The pattern is clear: all of these Pokémon play a defensive support role, absorb hits, set up hazards or status, and pivot out. None of them rely on moving first.

Flavor Preferences and Berries

Natures also determine which flavors a Pokémon likes and dislikes. A Relaxed Pokémon likes Sour flavors and dislikes Spicy ones. This mostly affects certain berries that restore HP in battle but cause confusion if the Pokémon dislikes that berry’s flavor. If you hand a Spicy berry to your Relaxed Pokémon, it will eat it when its HP drops low but become confused afterward. It’s a niche mechanic, but worth knowing if you’re choosing held berries for competitive sets.

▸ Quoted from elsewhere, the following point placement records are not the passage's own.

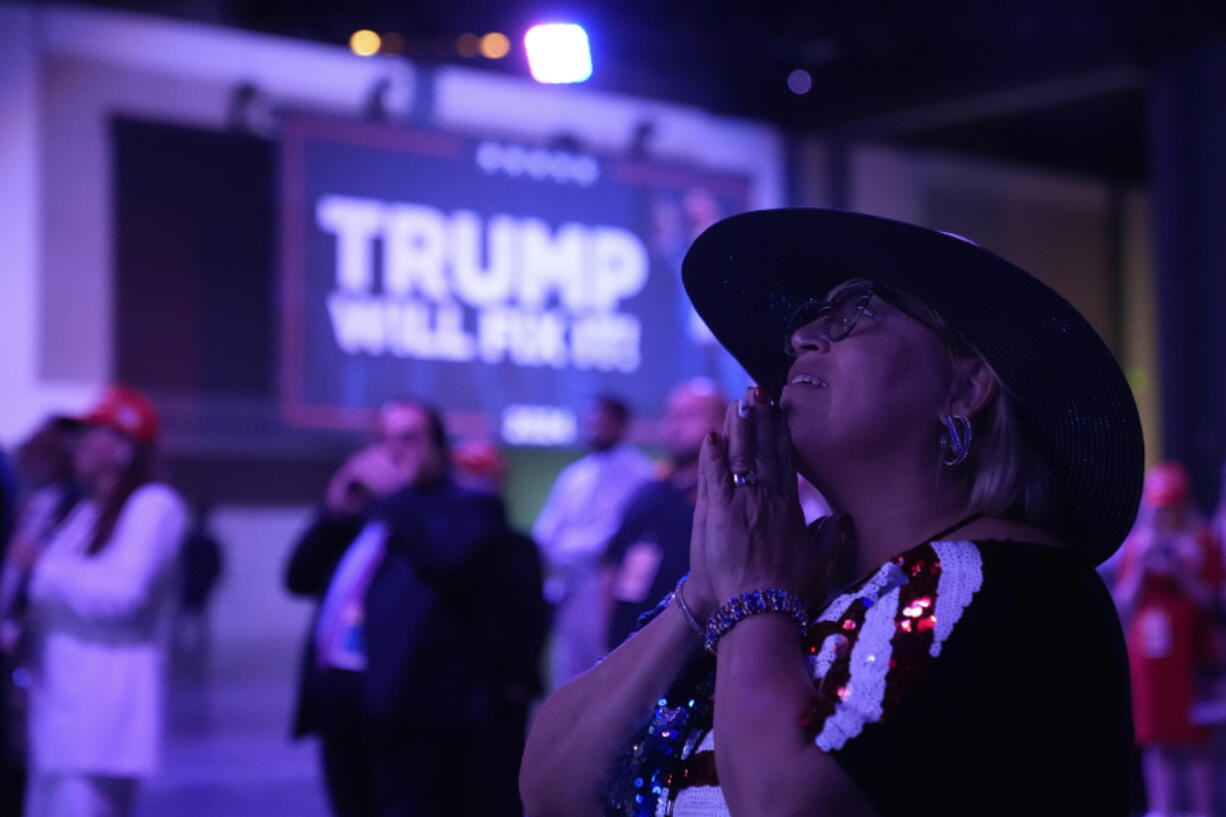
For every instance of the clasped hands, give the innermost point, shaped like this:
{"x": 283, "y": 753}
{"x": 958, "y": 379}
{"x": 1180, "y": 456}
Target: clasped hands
{"x": 749, "y": 530}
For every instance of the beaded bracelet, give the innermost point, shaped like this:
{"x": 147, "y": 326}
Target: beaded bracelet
{"x": 750, "y": 604}
{"x": 679, "y": 598}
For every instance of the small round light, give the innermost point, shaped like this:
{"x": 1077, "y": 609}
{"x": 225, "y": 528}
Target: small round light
{"x": 799, "y": 81}
{"x": 467, "y": 46}
{"x": 364, "y": 43}
{"x": 392, "y": 43}
{"x": 495, "y": 46}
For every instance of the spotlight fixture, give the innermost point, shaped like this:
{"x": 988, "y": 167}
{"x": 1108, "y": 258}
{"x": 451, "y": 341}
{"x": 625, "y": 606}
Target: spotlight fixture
{"x": 558, "y": 53}
{"x": 364, "y": 42}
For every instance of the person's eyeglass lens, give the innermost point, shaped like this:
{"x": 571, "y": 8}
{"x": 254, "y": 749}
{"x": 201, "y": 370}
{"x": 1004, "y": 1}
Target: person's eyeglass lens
{"x": 840, "y": 313}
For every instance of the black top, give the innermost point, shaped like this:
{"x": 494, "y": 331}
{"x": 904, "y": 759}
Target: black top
{"x": 1003, "y": 691}
{"x": 1025, "y": 710}
{"x": 649, "y": 553}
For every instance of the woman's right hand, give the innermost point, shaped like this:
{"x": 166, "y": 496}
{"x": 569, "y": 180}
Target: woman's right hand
{"x": 699, "y": 591}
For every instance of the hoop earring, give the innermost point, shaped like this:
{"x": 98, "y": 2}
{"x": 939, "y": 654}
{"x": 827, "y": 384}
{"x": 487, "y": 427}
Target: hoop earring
{"x": 955, "y": 444}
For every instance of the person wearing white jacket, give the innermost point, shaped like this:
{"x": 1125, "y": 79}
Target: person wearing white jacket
{"x": 101, "y": 599}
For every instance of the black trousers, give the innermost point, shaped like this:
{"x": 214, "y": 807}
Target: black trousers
{"x": 373, "y": 769}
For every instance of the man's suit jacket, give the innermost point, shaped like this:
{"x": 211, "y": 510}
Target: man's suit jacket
{"x": 426, "y": 609}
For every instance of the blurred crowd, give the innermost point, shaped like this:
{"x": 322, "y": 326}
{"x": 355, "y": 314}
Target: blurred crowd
{"x": 437, "y": 623}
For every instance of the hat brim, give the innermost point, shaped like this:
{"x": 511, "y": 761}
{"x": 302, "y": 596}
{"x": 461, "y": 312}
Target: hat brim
{"x": 747, "y": 275}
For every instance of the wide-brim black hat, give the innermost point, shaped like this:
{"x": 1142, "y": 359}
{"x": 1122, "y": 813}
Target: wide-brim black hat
{"x": 747, "y": 276}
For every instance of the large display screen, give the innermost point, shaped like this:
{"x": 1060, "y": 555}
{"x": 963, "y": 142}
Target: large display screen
{"x": 505, "y": 282}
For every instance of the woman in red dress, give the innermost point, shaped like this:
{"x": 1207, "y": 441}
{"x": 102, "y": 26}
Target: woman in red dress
{"x": 1168, "y": 583}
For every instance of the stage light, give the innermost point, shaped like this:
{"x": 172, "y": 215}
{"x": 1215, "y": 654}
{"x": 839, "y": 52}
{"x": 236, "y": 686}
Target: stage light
{"x": 392, "y": 43}
{"x": 467, "y": 46}
{"x": 364, "y": 43}
{"x": 799, "y": 81}
{"x": 494, "y": 46}
{"x": 558, "y": 53}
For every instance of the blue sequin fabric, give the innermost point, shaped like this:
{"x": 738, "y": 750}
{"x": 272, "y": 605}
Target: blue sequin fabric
{"x": 643, "y": 772}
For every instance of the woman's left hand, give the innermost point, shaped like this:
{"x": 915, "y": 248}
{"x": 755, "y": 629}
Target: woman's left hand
{"x": 754, "y": 534}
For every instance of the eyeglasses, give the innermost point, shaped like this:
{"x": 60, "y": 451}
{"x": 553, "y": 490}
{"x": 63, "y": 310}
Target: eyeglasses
{"x": 839, "y": 315}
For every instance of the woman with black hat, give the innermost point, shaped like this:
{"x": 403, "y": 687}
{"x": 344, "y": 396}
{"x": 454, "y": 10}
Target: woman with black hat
{"x": 940, "y": 644}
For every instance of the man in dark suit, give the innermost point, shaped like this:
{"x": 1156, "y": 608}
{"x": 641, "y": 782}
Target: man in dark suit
{"x": 395, "y": 680}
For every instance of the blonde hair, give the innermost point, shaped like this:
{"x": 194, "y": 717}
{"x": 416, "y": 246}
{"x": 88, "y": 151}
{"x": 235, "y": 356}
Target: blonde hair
{"x": 1003, "y": 475}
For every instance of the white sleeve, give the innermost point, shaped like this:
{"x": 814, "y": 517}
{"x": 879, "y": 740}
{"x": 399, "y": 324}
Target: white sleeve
{"x": 120, "y": 579}
{"x": 544, "y": 531}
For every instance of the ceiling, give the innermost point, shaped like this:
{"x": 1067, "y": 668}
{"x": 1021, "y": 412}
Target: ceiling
{"x": 1048, "y": 84}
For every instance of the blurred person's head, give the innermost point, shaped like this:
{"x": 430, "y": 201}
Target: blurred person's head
{"x": 479, "y": 465}
{"x": 45, "y": 456}
{"x": 1167, "y": 492}
{"x": 694, "y": 409}
{"x": 415, "y": 436}
{"x": 606, "y": 422}
{"x": 114, "y": 455}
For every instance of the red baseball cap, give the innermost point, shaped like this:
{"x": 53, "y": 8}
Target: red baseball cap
{"x": 1166, "y": 485}
{"x": 126, "y": 411}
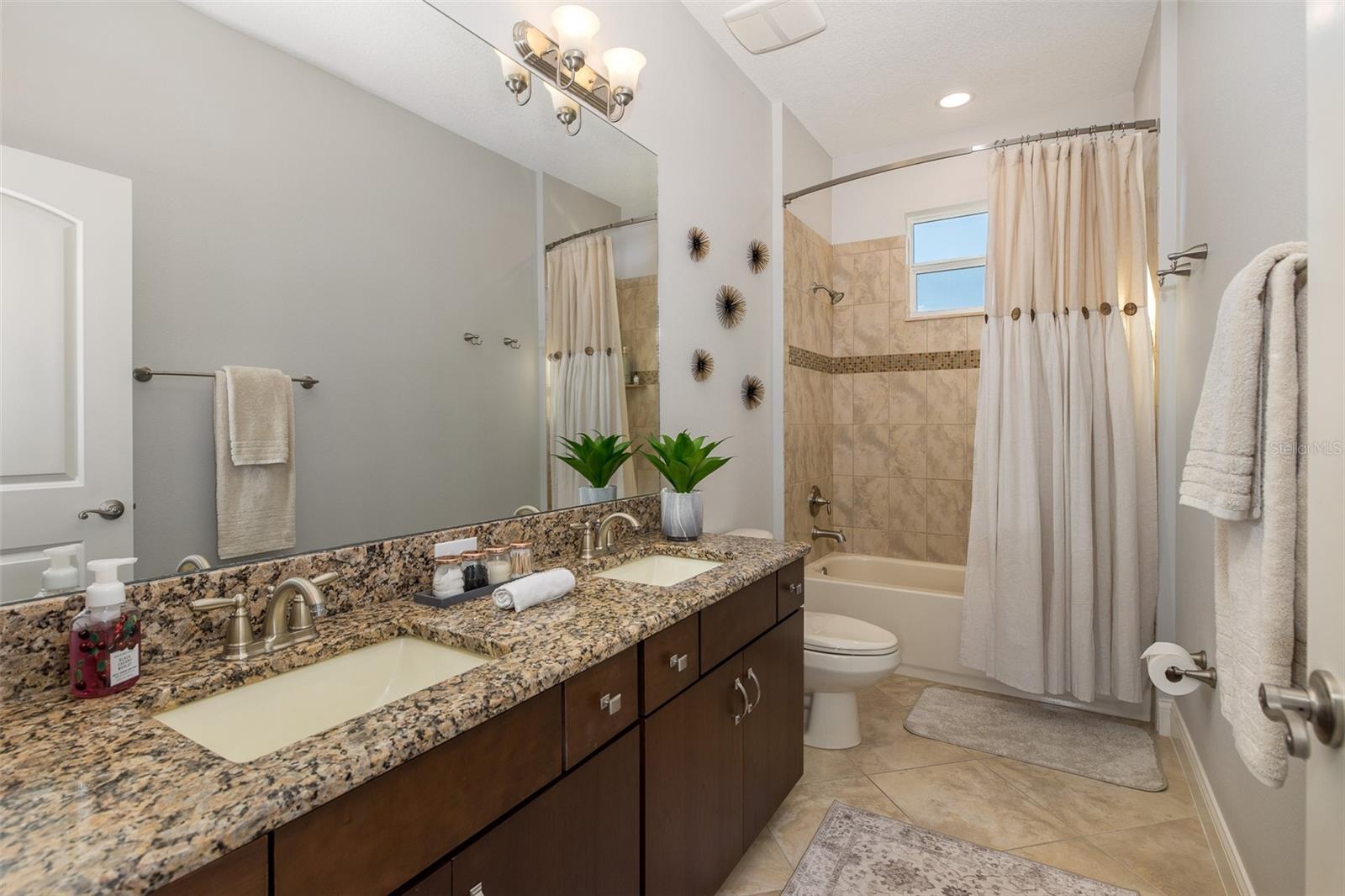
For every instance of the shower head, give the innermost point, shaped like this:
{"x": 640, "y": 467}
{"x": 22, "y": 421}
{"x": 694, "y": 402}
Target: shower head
{"x": 836, "y": 296}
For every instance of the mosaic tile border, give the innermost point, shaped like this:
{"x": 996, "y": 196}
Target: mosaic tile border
{"x": 966, "y": 360}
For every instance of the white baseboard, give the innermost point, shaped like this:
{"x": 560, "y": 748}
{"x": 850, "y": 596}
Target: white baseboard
{"x": 1230, "y": 864}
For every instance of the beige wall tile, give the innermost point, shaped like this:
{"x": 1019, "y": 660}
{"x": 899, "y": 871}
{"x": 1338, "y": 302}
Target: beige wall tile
{"x": 871, "y": 502}
{"x": 947, "y": 334}
{"x": 947, "y": 396}
{"x": 908, "y": 397}
{"x": 842, "y": 331}
{"x": 910, "y": 458}
{"x": 842, "y": 451}
{"x": 947, "y": 549}
{"x": 907, "y": 505}
{"x": 871, "y": 450}
{"x": 947, "y": 451}
{"x": 842, "y": 398}
{"x": 871, "y": 329}
{"x": 871, "y": 398}
{"x": 864, "y": 277}
{"x": 948, "y": 506}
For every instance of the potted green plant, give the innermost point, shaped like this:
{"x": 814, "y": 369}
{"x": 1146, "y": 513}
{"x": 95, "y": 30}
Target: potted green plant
{"x": 683, "y": 461}
{"x": 596, "y": 459}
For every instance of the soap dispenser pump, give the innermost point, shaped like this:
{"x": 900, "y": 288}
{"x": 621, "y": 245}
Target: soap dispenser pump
{"x": 105, "y": 635}
{"x": 61, "y": 573}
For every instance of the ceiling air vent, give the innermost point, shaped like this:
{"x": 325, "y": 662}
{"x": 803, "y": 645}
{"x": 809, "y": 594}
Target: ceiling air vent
{"x": 763, "y": 26}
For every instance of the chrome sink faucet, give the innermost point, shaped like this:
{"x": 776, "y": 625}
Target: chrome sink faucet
{"x": 291, "y": 609}
{"x": 604, "y": 542}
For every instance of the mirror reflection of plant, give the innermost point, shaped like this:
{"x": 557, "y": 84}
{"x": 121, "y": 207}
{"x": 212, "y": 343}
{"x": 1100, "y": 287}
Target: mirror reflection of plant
{"x": 683, "y": 461}
{"x": 595, "y": 458}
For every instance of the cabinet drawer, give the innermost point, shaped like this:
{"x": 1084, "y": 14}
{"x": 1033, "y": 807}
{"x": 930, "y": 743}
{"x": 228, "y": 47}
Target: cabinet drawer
{"x": 670, "y": 661}
{"x": 389, "y": 829}
{"x": 244, "y": 872}
{"x": 789, "y": 589}
{"x": 600, "y": 703}
{"x": 726, "y": 626}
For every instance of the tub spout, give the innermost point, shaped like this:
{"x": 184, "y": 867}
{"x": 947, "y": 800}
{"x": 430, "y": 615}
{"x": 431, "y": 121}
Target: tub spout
{"x": 834, "y": 535}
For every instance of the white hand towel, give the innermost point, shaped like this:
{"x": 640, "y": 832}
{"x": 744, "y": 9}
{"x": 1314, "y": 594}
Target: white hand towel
{"x": 255, "y": 505}
{"x": 1223, "y": 474}
{"x": 1259, "y": 598}
{"x": 535, "y": 589}
{"x": 261, "y": 419}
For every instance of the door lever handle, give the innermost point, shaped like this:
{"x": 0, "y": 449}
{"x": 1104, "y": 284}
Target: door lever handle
{"x": 108, "y": 510}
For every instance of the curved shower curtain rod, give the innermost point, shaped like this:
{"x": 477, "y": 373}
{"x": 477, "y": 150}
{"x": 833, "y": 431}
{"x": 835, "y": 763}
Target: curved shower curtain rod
{"x": 1143, "y": 124}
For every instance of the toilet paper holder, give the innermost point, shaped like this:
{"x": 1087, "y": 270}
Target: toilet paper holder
{"x": 1203, "y": 673}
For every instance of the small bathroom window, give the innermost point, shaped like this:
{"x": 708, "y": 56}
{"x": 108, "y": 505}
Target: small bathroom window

Getting the Relaxed Nature

In Pokémon Scarlet and Violet (and Sword and Shield before them), you don’t have to breed endlessly for the right nature. A Relaxed Mint changes any Pokémon’s stat modifiers to match the Relaxed nature, boosting Defense and lowering Speed, without changing the Pokémon’s actual listed nature. This means flavor preferences and any nature-dependent text stay tied to the original nature, but the stats shift immediately. Mints are available from in-game shops and Battle Tower rewards, making it straightforward to convert a Pokémon you’ve already trained.

If you’re breeding instead, giving a Relaxed parent an Everstone guarantees the nature passes down to offspring, which saves time when you want specific IVs alongside the right nature.